Como destacou Leila, alguns atletas compartilharam uma campanha contra a utilização de gramados sintéticos no Brasil. Dentre eles, estava Gabigol, titular no Cruzeiro, e também Philippe Coutinho, do Vasco, e Lucas Moura, do São Paulo.
Estudo da CBF
Na sequência, da fala, Leila citou um estudo da CBF: “Foi falado sobre o gramado sintético, o doutor (Jorge) Pagura fez uma bela apresentação, era o estudo que a CBF fez sobre a diferença de um gramado para outro. E, concluindo, não existe nenhuma comprovação de que o gramado sintético causa qualquer dano para o atleta. Mas não houve votação se o gramado sintético sai, houve um compromisso do Conselho Nacional de Clubes de aprofundar nesse assunto e chegar a uma conclusão onde todos os clubes sejam atendidos.”

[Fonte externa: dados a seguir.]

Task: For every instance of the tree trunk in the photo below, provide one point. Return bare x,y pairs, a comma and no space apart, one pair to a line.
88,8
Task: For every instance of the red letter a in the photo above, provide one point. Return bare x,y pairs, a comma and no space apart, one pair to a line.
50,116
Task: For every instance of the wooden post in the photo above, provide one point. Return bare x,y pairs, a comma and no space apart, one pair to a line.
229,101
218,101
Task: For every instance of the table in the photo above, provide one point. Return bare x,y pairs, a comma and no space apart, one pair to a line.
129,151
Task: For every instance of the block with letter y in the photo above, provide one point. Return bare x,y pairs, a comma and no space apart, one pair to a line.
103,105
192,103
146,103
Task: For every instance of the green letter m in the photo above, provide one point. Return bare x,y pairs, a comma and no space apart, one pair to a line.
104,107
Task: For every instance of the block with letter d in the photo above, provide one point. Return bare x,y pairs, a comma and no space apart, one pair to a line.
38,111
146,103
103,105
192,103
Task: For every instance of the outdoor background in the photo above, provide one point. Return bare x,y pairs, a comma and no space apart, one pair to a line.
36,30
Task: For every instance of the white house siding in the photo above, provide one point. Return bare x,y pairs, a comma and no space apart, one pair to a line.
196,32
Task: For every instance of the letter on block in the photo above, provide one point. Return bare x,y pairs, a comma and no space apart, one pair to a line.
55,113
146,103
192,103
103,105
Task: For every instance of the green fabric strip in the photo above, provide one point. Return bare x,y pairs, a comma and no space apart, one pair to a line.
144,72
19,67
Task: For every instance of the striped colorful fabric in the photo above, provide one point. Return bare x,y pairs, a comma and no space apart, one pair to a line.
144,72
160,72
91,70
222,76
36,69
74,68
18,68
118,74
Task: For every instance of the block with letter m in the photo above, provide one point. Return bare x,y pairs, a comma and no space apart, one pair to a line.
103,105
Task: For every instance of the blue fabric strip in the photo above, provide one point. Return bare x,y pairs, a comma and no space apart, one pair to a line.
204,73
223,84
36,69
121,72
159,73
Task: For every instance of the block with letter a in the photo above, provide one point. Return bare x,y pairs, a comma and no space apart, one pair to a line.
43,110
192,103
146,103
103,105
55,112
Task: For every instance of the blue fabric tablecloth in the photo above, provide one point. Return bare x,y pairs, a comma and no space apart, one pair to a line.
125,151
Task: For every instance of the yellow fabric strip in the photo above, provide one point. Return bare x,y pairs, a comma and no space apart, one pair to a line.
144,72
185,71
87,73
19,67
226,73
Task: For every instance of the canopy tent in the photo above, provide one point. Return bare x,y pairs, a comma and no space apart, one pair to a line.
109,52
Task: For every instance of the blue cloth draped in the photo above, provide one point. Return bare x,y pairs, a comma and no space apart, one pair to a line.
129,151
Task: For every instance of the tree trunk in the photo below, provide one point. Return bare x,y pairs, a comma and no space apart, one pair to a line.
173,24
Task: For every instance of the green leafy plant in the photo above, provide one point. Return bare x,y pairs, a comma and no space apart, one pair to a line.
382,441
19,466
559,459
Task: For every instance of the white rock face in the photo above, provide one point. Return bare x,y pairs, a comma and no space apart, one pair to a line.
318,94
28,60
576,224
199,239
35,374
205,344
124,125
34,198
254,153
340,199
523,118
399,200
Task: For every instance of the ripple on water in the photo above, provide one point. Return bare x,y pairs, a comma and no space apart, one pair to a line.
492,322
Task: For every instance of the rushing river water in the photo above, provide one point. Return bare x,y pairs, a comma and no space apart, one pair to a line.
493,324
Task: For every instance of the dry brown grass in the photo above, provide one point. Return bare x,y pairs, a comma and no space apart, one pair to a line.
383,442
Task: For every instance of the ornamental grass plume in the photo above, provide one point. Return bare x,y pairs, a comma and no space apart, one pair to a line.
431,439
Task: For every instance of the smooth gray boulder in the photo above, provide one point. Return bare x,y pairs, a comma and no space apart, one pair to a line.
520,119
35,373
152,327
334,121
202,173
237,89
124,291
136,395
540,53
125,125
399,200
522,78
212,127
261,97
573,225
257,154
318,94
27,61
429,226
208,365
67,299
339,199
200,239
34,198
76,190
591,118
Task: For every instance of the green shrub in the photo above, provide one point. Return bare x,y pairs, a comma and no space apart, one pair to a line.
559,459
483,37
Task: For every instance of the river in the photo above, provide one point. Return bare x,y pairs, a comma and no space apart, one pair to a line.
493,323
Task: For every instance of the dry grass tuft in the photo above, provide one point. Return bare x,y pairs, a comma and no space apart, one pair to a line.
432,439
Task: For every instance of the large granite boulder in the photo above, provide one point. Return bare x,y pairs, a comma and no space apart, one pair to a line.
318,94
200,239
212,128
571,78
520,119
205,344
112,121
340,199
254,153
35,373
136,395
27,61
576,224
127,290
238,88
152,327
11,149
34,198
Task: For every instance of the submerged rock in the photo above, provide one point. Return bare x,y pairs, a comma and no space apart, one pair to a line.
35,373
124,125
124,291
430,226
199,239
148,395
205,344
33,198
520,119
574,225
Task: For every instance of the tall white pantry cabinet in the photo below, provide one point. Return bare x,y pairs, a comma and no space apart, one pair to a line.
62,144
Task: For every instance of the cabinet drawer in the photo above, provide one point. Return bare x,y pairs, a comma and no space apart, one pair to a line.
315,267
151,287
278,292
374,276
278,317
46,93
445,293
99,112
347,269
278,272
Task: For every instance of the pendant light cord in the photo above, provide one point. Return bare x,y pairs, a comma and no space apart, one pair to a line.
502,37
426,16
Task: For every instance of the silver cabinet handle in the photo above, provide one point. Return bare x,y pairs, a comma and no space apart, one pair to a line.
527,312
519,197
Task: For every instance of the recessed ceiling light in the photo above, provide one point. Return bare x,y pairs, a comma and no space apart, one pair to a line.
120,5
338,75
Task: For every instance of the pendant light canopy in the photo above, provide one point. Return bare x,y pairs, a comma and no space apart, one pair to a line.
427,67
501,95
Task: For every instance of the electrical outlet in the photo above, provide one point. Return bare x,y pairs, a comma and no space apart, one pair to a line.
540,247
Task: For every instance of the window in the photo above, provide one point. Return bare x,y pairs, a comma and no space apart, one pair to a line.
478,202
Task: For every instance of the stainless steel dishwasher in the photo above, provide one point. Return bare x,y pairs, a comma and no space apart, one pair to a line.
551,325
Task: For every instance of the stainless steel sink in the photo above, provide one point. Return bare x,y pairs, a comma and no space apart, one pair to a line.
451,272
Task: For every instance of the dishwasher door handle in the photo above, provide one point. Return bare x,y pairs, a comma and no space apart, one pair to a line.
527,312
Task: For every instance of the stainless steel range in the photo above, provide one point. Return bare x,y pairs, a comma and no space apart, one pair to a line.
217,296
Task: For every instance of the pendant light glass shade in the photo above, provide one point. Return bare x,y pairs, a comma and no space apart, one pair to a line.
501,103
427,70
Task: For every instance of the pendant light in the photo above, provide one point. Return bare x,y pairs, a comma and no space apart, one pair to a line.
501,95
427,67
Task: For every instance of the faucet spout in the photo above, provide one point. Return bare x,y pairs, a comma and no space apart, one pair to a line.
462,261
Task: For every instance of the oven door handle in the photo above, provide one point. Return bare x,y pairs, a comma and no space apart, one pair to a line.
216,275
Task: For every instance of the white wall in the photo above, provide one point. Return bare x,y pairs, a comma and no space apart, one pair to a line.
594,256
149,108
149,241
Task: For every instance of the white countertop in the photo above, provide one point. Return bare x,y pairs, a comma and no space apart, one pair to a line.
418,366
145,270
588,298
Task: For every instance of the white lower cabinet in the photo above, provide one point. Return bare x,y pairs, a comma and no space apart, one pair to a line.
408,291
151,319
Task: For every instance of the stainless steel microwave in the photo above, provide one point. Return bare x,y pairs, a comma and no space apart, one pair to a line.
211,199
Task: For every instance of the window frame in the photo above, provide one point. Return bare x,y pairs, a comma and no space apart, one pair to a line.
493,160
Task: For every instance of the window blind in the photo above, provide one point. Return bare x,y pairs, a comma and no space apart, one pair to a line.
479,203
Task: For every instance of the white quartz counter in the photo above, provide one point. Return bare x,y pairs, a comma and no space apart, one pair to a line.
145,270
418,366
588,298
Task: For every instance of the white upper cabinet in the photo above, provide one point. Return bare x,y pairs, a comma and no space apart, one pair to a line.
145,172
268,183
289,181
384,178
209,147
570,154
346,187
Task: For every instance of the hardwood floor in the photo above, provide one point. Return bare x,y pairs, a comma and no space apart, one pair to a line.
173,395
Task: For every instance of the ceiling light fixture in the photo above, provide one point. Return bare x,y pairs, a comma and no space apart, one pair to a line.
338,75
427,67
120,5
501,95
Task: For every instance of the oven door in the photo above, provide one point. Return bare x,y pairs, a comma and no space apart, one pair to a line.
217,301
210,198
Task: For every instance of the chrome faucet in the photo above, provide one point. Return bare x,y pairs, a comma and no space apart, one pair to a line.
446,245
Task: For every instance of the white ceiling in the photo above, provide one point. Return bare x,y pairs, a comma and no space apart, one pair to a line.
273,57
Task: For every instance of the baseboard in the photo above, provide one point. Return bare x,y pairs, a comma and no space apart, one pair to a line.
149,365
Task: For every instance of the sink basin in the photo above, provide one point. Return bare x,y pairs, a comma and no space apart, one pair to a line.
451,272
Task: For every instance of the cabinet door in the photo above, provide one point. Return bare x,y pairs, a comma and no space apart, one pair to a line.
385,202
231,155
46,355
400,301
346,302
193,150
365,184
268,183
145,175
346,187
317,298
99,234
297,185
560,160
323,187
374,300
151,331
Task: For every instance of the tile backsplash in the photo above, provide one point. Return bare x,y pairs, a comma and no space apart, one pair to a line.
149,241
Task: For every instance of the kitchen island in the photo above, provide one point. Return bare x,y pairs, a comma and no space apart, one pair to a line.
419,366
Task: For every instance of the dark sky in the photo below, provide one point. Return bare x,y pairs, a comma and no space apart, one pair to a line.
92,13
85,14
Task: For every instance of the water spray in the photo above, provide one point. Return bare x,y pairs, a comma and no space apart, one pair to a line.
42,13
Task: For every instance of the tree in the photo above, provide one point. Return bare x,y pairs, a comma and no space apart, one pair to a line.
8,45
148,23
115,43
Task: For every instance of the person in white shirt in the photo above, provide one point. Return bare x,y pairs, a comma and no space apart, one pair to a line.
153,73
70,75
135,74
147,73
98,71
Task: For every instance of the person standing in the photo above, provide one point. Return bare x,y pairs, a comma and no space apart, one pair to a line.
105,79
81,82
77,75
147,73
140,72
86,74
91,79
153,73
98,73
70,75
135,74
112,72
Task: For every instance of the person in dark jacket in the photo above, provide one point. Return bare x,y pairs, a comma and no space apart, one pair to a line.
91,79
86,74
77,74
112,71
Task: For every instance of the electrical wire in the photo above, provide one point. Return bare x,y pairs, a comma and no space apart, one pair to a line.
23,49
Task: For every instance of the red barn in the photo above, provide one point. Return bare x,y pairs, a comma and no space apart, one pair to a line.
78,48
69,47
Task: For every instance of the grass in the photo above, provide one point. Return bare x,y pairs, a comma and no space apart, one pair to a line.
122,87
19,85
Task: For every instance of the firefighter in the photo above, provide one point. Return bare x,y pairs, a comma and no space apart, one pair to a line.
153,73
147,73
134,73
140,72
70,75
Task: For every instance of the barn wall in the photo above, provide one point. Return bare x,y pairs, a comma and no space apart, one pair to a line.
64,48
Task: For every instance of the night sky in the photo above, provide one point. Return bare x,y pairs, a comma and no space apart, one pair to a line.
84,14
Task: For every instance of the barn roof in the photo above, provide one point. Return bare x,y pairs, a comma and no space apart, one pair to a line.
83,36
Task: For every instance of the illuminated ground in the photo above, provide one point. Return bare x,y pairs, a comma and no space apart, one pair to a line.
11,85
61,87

Por fim, concluiu: “Porque, gente, o problema é o seguinte: não é possível você comparar gramados europeus com a situação brasileira, é muito melhor você ter um gramado sintético de primeira linha do que jogar em gramados naturais esburacados. Isso é uma coisa óbvia. A gente tem que discutir, sim, a qualidade dos gramados no Brasil, não se o sintético é melhor do que o natural.”